Unser Buchtipp: Offline

„Offline“ heißt das neueste Werk des deutschen Schriftstellers Arno Strobel. Der heute 57-jährige Strobel begann erst spät in seiner beruflichen Laufbahn mit dem Schreiben, doch seit der Veröffentlichung seines ersten Psychothrillers „Der Trakt“ im Jahr 2010 gilt er als absoluter Bestsellergarant. Auch die in Zusammenarbeit mit Ursula Poznanski veröffentlichten Thriller, wie etwa die zwei bisher erschienenen Bände der „Salomon & Buchholz“ – Reihe, fanden bei Fans und Kritikern großen Anklang. Neben seinen Thrillern für Erwachsene veröffentlichte Arno Strobel in der jüngeren Vergangenheit auch zahlreiche spannende Jugendbücher.

Offline – Inhalt

Ein ruhiger, gemütlicher Geburtstag allein daheim entwickelt sich für Katrin schnell in einen Albtraum. Ihr Freund Florian ist auf Geschäftsreise und so beschließt sie den Abend mit einer Flasche Wein vor dem Fernseher zu verbringen. Doch plötzlich scheint ihr eigenes, „smartes“ Zuhause zur Falle zur werden, denn die Stimme aus dem Lautsprecher überbringt ihr eine unheilvolle Botschaft: „Du wirst sterben. Ich komme dich holen. Bald.“

Andernorts trifft sich eine Gruppe junger Geschäftsleute und Technikjunkies um die junge Jennifer König, um für fünf Tage in den Bergen vor dem Alltagsstress zu fliehen. Ganz ohne Internet, Handy oder Laptop wollen sie zur Ruhe kommen und bei einer Reiseveranstaltung „digitales Detoxing“ betreiben. Aber kaum in dem einsamen Berghotel angekommen, verschwindet einer der Teilnehmer spurlos, nur um wenig später schwer misshandelt und dem Tode nahe wiederaufzutauchen. Da ein Schneesturm das Gebiet völlig von der Außenwelt abgeschnitten hat, muss der Täter noch vor Ort sein – und so beginnen die gegenseitigen Verdächtigungen. Als es zu einem weiteren brutalen Vorfall kommt, steigt das Misstrauen innerhalb der Gruppe ins Unermessliche: Wer hat es auf sie abgesehen – und warum?

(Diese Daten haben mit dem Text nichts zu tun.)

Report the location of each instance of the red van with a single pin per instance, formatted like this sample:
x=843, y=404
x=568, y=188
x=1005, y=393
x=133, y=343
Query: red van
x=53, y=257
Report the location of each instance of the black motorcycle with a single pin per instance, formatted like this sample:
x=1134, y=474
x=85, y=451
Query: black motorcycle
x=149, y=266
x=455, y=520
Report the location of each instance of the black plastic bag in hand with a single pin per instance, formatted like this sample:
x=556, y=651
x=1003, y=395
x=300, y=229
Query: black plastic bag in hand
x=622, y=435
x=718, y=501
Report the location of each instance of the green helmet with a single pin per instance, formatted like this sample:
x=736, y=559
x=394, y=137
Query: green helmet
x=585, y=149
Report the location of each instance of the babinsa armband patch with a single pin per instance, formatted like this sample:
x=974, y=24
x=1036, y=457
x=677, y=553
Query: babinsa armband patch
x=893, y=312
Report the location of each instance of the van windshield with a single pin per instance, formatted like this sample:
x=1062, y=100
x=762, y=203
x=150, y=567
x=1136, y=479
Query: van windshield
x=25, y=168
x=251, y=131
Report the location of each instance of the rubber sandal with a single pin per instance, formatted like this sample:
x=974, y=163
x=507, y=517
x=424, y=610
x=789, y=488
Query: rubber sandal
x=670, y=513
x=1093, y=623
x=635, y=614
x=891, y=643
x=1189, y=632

 Offline – Horror in der Abgeschiedenheit

In „Offline – Du wolltest nicht erreichbar sein, jetzt sitzt du in der Falle“, spielt Arno Strobel mit einem klassischen Motiv aus unzähligen Horrorgeschichten und bringt dieses mit neuen Ideen in die Gegenwart. Angefangen mit einem Prolog, der Ängste vor der digitalen Welt schürt, hin zum Gegenpol eines von der Technik isolierten Berghotels während eines schweren Unwetters, bleibt dem Leser mit „Offline“ keine Zeit zum Durchatmen. Auch das breite Spektrum an Charakteren, die über weite Strecken undurchschaubar bleiben, sorgt für stetige Spannung und Nervenkitzel und verleitet oftmals dazu falsche Rückschlüsse zu ziehen. Doch wie man es von Arno Strobel kennt, gelingt es ihm auch das blutige Mysterium, das er in „Offline“ spinnt, mit einer logischen wie überraschenden Auflösung zu versehen.

Fazit: „Offline“ von Arno Strobel ist ein weiterer Eintrag in die lange Liste von erstklassigen Psychothrillern des Autors - Nichts für schwache Nerven!